Cablegate: 2003 Zimbabwe Budget: Initial Readout
This record is a partial extract of the original cable. The full text of the original cable is not available.
UNCLAS HARARE 002546
SIPDIS
STATE FOR AF/S
NSC FOR SENIOR AFRICA DIRECTOR JFRAZER
USDOC FOR 2037 DIEMOND
PASS USTR ROSA WHITAKER
TREASURY FOR ED BARBER AND CWILKENSON
DEPT PASS USAID FOR MARJORIE COPSON
E.O. 12958: N/A
TAGS: ECON EFIN ETRD ZI
SUBJECT: 2003 Zimbabwe Budget: Initial Readout
Ref: Harare 2296
1. Summary: The Finance Ministry's budget for 2003 all but
guarantees Zimbabwe's economy will continue to freefall.

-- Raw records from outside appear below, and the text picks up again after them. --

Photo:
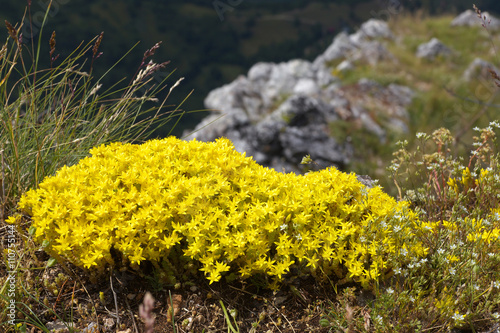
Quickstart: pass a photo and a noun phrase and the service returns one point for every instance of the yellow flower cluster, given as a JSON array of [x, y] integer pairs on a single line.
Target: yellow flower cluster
[[221, 209]]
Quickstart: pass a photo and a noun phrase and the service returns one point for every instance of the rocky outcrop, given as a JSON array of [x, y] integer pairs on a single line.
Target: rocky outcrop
[[469, 18], [433, 49], [279, 113]]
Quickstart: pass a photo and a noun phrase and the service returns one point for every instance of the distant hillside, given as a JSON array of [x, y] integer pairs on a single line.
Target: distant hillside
[[207, 51]]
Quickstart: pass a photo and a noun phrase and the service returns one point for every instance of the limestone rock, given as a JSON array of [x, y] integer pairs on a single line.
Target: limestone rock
[[432, 49], [469, 18]]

The private sector is bracing for hyperinflation. End
Summary.
2. In a surreal Nov. 14 presentation to Parliament, Finance
Minister Herbert Murewa astutely diagnosed what ails
Zimbabwe's economy: a) overspending, b) counterproductive
price controls, c) falling exports and d) lack of foreign
investment. Then he outlined a plan where the GoZ a) spends
almost double its revenue, b) controls prices on still more
products, c) raises an already crippling indirect tax on
export revenue and d) creates one of the most inhospitable
investment climates in Sub-Sahara Africa.
3. The proposal contained a few truly bizarre elements. To
stem the Zimdollar's devaluation in parallel markets -- from
about 300-to-1700 :1 US$ in a year -- the GoZ proposes
closing down exchange booths, a move that will only force
currency trading behind closed doors. It was bad enough
that the portion of export revenue companies must exchange
at the official rate of 55:1 will rise from 40 to 50
percent; Murewa proposed that the remaining 50 percent of
revenue would now pass through the Reserve Bank as well. If
exporters fail to spend the hard currency in 60 days, they
lose it. This could amount to a nearly 100 percent revenue
tax on exporters, almost the sole source of foreign exchange
in Zimbabwe's current accounts. (The country can no longer
borrow abroad or attract foreign investment.) Murewa
mentioned privatizations without naming parastatals, but it
is doubtful this Government could stomach auctioning
national assets to Western companies, especially for the
bargain-basement valuations the market would now pay.
4. Comment: In spite of Zimbabwe's catastrophic economic
performance, perhaps the worst of any country in 2002, the
Government still believes it can hijack markets. We already
reviewed several 2003 budget measures after obtaining an
internal Reserve Bank working paper 4 weeks ago (ref) and
will more thoroughly examine the budget in future reports.
Based on presentations and questions at a
PriceWaterhouseCoopers budget seminar a day after the budget
speech, companies have already written off next year's
economy. They are swapping ideas openly about corporate
survival tactics during hyperinflation (i.e., beefing up
procurement sections to take advantage of widening price
variants, moving cash more swiftly through money market
accounts) and more discreetly about straying into Zimbabwe's
burgeoning informal economy. End Comment.